Before running the test, ensure:

1. Start the Observability Stack¶

docker-compose up -d

2. Start the Rust Application¶

# Terminal 1
RUST_LOG=info ./target/release/otel-tutorial

3. Verify Everything is Running¶

# Check all containers
docker-compose ps

# Check app is responding
curl http://localhost:8080/api/health

Running the Stress Test¶

Basic Test (Default Settings)¶

# Run with default settings (5-20 concurrent users for ~2 minutes)
k6 run k6-stress-test.js

Custom Load Profile¶

# Light load: 5 users for 30 seconds
k6 run -u 5 -d 30s k6-stress-test.js

# Medium load: 20 users for 1 minute
k6 run -u 20 -d 1m k6-stress-test.js

# Heavy load: 50 users for 2 minutes
k6 run -u 50 -d 2m k6-stress-test.js

# Ramp up gradually (built-in to script)
k6 run k6-stress-test.js

Custom Server URL¶

# Point to different server
BASE_URL=http://example.com:8080 k6 run k6-stress-test.js

With Verbose Logging¶

# Show detailed output
k6 run -v k6-stress-test.js

# Show only important metrics
k6 run --summary-export=summary.json k6-stress-test.js

What the Test Does¶

Test Scenarios (repeated in each iteration):¶

Health Check
Simple GET /api/health
Verifies server is responding
Baseline performance check
User CRUD Operations
Create a new user (POST)
List all users (GET)
Get specific user (GET)
Handle 404/error cases
CPU-Intensive Work
Fibonacci computation (POST)
Tests with n=10, 15, or 20
Generates longer spans and traces
Useful for performance analysis
Error Handling
Invalid email format
Invalid fibonacci parameter (n > 50)
Tests error logging and tracing

Load Stages (Built-in):¶

Ramp-up (0-40s):     5 → 20 users
Sustained (40-100s): 20 users (steady state)
Ramp-down (100-140s): 20 → 0 users

Total runtime: ~2-3 minutes

Monitoring During Test¶

Terminal 1: Application Logs¶

# Watch the app's JSON logs as requests arrive
RUST_LOG=debug ./target/release/otel-tutorial | jq

Terminal 2: K6 Output¶

# Running the test
k6 run k6-stress-test.js

Terminal 3: Watch Live Data¶

In Grafana (Logs):¶

# Open http://localhost:3000
# Explore → Loki
# Query: {container="otel-tutorial"} | json | level="INFO"
# Watch logs appear in real-time

In Jaeger (Traces):¶

# Open http://localhost:16686
# Select "otel-tutorial" service
# Watch traces populate with operation timings

In Prometheus (Metrics):¶

# Open http://localhost:9090
# Query: up (shows all services)
# Watch real-time data

Understanding K6 Output¶

When you run k6, you'll see metrics like:

✓ status is 200                       1234 / 1234  (100%)
✗ status is 201                        500 / 1000  (50%)

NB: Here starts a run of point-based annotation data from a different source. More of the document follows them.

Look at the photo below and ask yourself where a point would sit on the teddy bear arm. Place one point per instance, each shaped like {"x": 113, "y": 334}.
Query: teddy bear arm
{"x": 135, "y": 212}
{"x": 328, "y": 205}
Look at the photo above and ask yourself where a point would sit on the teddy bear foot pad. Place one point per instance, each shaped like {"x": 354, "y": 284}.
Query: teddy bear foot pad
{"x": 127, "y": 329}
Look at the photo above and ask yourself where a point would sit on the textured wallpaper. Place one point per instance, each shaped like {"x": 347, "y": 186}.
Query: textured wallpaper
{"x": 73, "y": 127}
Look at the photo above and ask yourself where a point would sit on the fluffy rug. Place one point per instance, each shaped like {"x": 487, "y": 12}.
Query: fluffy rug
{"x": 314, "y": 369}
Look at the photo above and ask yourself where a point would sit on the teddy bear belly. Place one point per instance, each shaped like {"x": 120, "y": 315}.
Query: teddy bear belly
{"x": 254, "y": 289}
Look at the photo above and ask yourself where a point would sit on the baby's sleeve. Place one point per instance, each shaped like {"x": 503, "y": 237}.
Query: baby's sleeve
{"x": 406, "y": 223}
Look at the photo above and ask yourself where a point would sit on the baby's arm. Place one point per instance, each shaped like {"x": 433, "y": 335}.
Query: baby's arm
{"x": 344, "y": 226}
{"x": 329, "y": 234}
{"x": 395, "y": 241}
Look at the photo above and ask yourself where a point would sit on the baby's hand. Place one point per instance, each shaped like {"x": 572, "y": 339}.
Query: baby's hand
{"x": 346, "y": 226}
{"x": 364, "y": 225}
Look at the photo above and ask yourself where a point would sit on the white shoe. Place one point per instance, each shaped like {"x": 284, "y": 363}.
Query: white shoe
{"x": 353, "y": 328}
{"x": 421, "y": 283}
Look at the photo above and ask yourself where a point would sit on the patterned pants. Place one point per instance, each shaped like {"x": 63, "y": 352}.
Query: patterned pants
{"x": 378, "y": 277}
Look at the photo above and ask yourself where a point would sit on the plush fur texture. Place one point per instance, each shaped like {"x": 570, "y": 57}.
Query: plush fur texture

  http_req_duration..............: avg=245.3ms  min=12ms   max=5.2s    p(95)=512ms p(99)=1.3s
  http_req_failed................: 2.4%
  http_reqs......................: 5400  23.3/s
  iteration_duration..............: avg=8.2s    min=4.1s   max=15.3s
  iterations......................: 600   2.6/iter/s

Key Metrics: - http_req_duration - How long requests took - http_req_failed - Percentage of failed requests - http_reqs - Total requests and rate - iterations - How many test cycles completed - p(95) - 95th percentile (most users experience this latency) - p(99) - 99th percentile (worst case for most users)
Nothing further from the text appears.